Graphic art is familiar to every artist. All preliminary sketches to the paintings and quick drafts made in a minute of inspiration with the nearest tool (be it a pencil, a quill, a ballpoint pen or something else) are directly related to graphic art. This type of painting attracts attention with its play of light and shadow, a combination of dots and lines, as well as the incredible skill of the artist who is able to create a real masterpiece without resorting to colors.
Paintings in the genre of graphic art are created on smooth white paper, as well as on colored paper with a relief surface, chipboard, vinyl, etc. With the help of a pencil, pastel or ink, the artist creates a picture, putting dots, strokes and dabs on the surface of the canvas. Generally, two primary colors prevail in graphic works – black and white, however, pastel graphics allows the use of the whole palette of colors.
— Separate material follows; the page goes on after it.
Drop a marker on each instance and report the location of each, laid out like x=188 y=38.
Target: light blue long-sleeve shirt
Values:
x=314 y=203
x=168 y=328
Rembrandt, who gave the world his incredible colors and compositions, also started his creative career with graphic art. Having moved to Amsterdam in 1631, he began working on his own style. To improve his drawing skills, the artist created sketches depicting female and male heads with various facial expressions. His training bore fruit: those were portraits that allowed Rembrandt to get high-profile clients among the Amsterdam burghers. Rembrandt's graphic heritage includes self-portraits, a portrait of his son, the pictures Allegory, Jupiter and Antiope, Faust, The Three Crosses and many others.